During that period, in the case of eight of the FFAs, the last contract month for any payment had passed. It was the defendant's case that each of those FFAs had terminated or expired through effluxion of time when the last contract month under the particular FFA passed.

It was also the defendant's case that at the end of March 2009 the Master Agreement came to an end, there being no obligation on it to make any payment in the future. However, in the case of four of those eight FFAs (contracts nos 031863, 072483, 072575 and 80826552500), the defendant was seller and, at the time when the last contract month passed under each of those FFAs at the end of December 2008, substantial sums were due from the claimant for October, November and December 2008, which the claimant had been liable to pay under cll 7 and 8 of the 2007 FFABA Terms and s 2(a)(i) of the Master Agreement, but had not paid.

Accordingly, the defendant contended that, although each of those FFAs had terminated or expired at the end of December 2008, an accrued debt continued to be due on all unpaid sums, together with default interest. Following the claimant's liquidation, the joint provisional liquidators calculated the loss for the purposes of s 6(e)(i)(4) (the closing out calculations) and arrived at a sum due from the defendant to the claimant.

That calculation reflected the net position across all eleven FFAs. The defendant disputed that calculation. The claimant issued proceedings.

The issue to be determined was whether the closing out calculations which the claimant had undertaken pursuant to s 6 of the Master Agreement should include those FFAs where the last contract month under each such FFA had passed prior to December 2009.

The claimant contended, inter alia, that all eleven FFAs were to be brought into account in the loss calculation under s 6(e) of the Master Agreement and that the fact that the contract months under eight of them had come to an end did not mean that they were not still outstanding transactions or transactions 'in effect' within the definition of 'Terminated Transactions' in the Master Agreement.

The defendant argued, inter alia, that of the eleven FFAs, only three (nos 0410701, 037856 and 045828) were 'outstanding transactions' within the meaning of s 6(a) or transactions 'in effect'.  As the other eight FFAs had already terminated or expired (because the last contract month had passed under each of them) before automatic early termination had occurred on 14 December 2009, the defendant therefore contended that the payment on the early termination calculation under s 6(e) should be made only by reference to the three transactions which were outstanding as at 14 December 2009.

The court ruled:Only the three FFAs (nos 0410701, 037856 and 045828) which still had contract months to run as at automatic early termination and thus had outstanding obligations to be performed in the future should be taken into account in calculating the payment due upon early termination under s 6(e) of the Master Agreement.

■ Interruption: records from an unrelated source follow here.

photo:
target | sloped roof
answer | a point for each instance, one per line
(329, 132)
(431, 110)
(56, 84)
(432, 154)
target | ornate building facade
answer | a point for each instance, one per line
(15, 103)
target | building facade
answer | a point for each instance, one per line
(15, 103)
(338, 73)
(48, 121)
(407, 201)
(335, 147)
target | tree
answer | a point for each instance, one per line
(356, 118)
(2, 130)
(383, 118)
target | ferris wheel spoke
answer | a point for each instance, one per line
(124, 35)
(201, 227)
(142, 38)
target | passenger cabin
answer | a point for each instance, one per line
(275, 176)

The other eight FFAs fell outside that calculation, although the defendant had been entitled to set off against the sum calculated under s 6(e) the accrued debt of principal and default interest under the four FFAs where the defendant was the seller (see [107] of the judgment).

Marine Trade SA v Pioneer Freight Futures Co Ltd BVI [2009] All ER (D) 30 (Nov) considered; Lomas v JFB Firth Rixson Inc [2010] All ER (D) 248 (Dec) considered; Lehman Brothers Special Financing Inc v Carlton Communications Ltd [2011] All ER (D) 309 (Mar) considered; Pioneer Freight Futures Co Ltd (in liq) v TMT Asia Ltd [2011] All ER (D) 23 (Apr) considered.

Bankim Thanki QC and Adam Zellick (instructed by Herbert Smith LLP) for the claimant. Richard Jacobs QC and Siddharth Dhar (instructed by Thomas Cooper) for the defendant.